Following the board’s recommendations, the army rescinded 911 Medals of Honor for not being merited. The board further recommended the creation of additional medals to properly recognize heroism in its varying degrees. Not all displays of bravery warrant a Medal of Honor—the board recommended that it be reserved for only the most outstanding displays of bravery. New eligibility rules would clearly spell out the criteria for each new medal.
During World War I the army created several new decorations. The Distinguished Service Cross would rank immediately below the Medal of Honor, honoring deeds of a lesser degree. Below the DSC was the Silver Star. Originally a small device attached to the ribbon of the campaign medal during which it was earned, it became an actual medal with a suspension ribbon in 1932. The navy created the Navy Cross to be on par with the DSC and also used the Silver Star. These new decorations assured that only the top heroes of the American Expeditionary Force would receive the Medal of Honor.
As a result of the board’s insight, the Medal of Honor was elevated to the pinnacle of a so-called “pyramid of honor.” Since then the Medal of Honor has become the most prestigious of all decorations. A strict review process ensures that the medal will not be conferred upon unworthy candidates. The standards are so high that over 55 percent of the medals awarded since World War I have been posthumous. During the Korean and Vietnam Wars nearly 70 percent of the awards were posthumous. Those who wear the Medal of Honor are a special breed.
Only 124 Medals of Honor were awarded for World War I (all figures are as of January 1, 2004): 96 in the army (including a late award in 1991), 21 in the navy, and 7 to Marines (five of those Marines also received the army medal for the same deed; these men are also counted in the army’s total). For the first time, posthumous awards accounted for a large percentage of the total—thirty-two recipients died performing the act that earned them the medal.
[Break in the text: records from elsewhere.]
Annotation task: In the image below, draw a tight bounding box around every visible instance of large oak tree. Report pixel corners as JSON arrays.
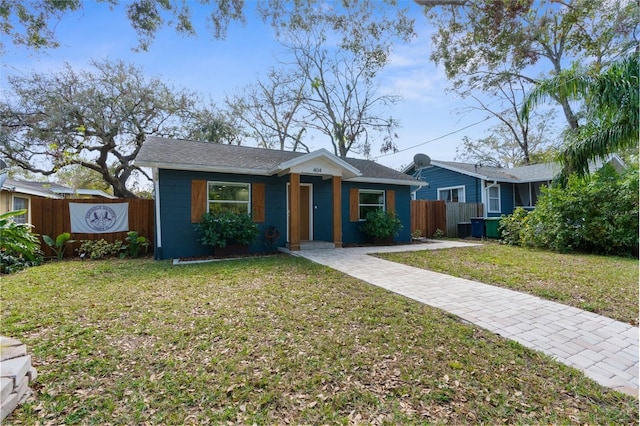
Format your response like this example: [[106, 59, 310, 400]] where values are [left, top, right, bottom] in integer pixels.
[[0, 61, 207, 197]]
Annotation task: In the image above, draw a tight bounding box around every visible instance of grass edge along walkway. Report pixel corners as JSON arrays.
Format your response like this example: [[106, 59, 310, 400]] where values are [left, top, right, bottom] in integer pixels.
[[296, 241, 639, 398]]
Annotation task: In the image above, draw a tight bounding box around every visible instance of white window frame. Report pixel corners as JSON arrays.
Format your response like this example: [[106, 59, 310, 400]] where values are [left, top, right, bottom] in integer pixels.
[[358, 189, 387, 221], [207, 180, 251, 214], [438, 185, 467, 203], [11, 195, 31, 223], [485, 184, 502, 213]]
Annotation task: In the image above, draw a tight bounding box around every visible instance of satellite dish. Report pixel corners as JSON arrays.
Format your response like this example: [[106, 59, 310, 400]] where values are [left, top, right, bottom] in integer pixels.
[[413, 154, 431, 168]]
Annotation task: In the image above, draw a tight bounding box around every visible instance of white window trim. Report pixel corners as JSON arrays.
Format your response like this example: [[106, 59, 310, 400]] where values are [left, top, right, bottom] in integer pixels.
[[11, 195, 31, 223], [485, 184, 502, 213], [358, 189, 387, 222], [437, 185, 467, 203], [207, 180, 251, 214]]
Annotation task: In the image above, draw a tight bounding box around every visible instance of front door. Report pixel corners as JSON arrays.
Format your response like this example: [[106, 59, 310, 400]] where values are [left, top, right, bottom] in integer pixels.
[[287, 183, 313, 241]]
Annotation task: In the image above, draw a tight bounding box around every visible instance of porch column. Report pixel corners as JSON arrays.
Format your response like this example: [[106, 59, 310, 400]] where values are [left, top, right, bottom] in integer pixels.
[[289, 173, 300, 251], [333, 176, 342, 248]]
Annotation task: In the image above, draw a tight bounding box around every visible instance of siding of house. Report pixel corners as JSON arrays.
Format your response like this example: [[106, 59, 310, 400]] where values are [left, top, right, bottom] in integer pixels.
[[485, 182, 515, 217], [156, 169, 411, 259], [416, 166, 482, 203], [342, 182, 411, 244], [156, 170, 288, 259]]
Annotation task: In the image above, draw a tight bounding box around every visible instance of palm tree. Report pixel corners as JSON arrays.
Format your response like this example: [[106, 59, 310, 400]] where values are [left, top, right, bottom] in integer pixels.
[[521, 52, 640, 177]]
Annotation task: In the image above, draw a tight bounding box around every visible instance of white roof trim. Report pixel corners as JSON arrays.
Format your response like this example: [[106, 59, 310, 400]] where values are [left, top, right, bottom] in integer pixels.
[[344, 177, 427, 187], [270, 148, 362, 179], [51, 188, 118, 200], [136, 161, 272, 176], [2, 184, 63, 199]]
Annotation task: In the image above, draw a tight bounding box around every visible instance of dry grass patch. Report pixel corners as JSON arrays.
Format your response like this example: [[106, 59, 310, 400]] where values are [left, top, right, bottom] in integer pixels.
[[376, 243, 638, 326], [0, 256, 638, 424]]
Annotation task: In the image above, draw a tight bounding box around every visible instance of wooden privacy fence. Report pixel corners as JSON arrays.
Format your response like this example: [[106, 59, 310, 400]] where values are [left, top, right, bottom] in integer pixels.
[[31, 197, 154, 257], [411, 200, 447, 238], [447, 203, 483, 237]]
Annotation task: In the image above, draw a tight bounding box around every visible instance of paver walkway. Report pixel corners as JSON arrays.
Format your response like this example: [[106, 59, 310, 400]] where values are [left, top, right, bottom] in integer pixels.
[[294, 241, 639, 397]]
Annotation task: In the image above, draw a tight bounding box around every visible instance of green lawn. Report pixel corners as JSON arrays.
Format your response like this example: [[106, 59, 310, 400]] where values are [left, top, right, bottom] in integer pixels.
[[376, 243, 638, 326], [0, 255, 639, 425]]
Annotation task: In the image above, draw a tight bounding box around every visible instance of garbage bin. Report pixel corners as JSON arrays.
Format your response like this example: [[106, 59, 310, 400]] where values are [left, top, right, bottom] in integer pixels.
[[471, 217, 485, 238], [484, 217, 500, 238], [458, 222, 471, 238]]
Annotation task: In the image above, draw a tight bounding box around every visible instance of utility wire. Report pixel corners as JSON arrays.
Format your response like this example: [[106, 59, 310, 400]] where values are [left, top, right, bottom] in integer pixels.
[[373, 116, 493, 160]]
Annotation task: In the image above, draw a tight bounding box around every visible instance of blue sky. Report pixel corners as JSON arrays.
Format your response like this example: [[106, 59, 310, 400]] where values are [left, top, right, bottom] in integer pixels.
[[0, 2, 495, 169]]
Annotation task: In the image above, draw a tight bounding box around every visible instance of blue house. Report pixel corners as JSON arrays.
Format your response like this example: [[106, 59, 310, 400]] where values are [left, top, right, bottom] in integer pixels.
[[136, 137, 422, 259], [404, 155, 624, 217]]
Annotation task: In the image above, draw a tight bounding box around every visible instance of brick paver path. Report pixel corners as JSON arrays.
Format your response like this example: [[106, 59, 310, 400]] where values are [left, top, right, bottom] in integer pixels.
[[295, 241, 639, 397]]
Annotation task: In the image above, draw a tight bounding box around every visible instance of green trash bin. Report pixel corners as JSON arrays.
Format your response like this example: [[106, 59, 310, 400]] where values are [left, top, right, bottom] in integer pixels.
[[484, 217, 500, 238]]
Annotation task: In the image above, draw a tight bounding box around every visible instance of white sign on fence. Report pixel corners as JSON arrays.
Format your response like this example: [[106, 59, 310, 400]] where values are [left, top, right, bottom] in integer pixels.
[[69, 203, 129, 234]]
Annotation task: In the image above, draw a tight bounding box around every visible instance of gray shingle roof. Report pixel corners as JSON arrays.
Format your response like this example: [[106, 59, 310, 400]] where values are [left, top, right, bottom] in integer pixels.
[[424, 160, 560, 182], [136, 137, 421, 185]]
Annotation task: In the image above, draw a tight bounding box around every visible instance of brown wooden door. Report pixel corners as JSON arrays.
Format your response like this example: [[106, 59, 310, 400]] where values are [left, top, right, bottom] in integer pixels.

It was during World War II that the Medal of Honor truly came into its own, achieving the prominence it holds today. To ensure that only the most deserving acts of heroism received the top medal, the different service branches created internal decorations boards to review award recommendations. Each recommendation had to pass several levels of scrutiny. The higher the proposed award, the longer and more thorough the process. Recommendations for both army and navy Medals of Honor went all the way to Washington, DC, where senior, combat-tested officers reviewed the required documentation. They or any intermediate board could downgrade a recommendation for the Medal of Honor to a lesser award.
So exacting were the standards that only 464 medals were awarded for World War II: 324 army (this total includes late awards made en masse to 7 black WWII veterans in January 1997 and to 22 Pacific Islanders in June 2000), 57 navy, 82 Marines, and 1 lone Coast Guardsman. For the first time posthumous awards outnumbered living awards—only 211 of the 464 men survived to have their medals placed around their necks.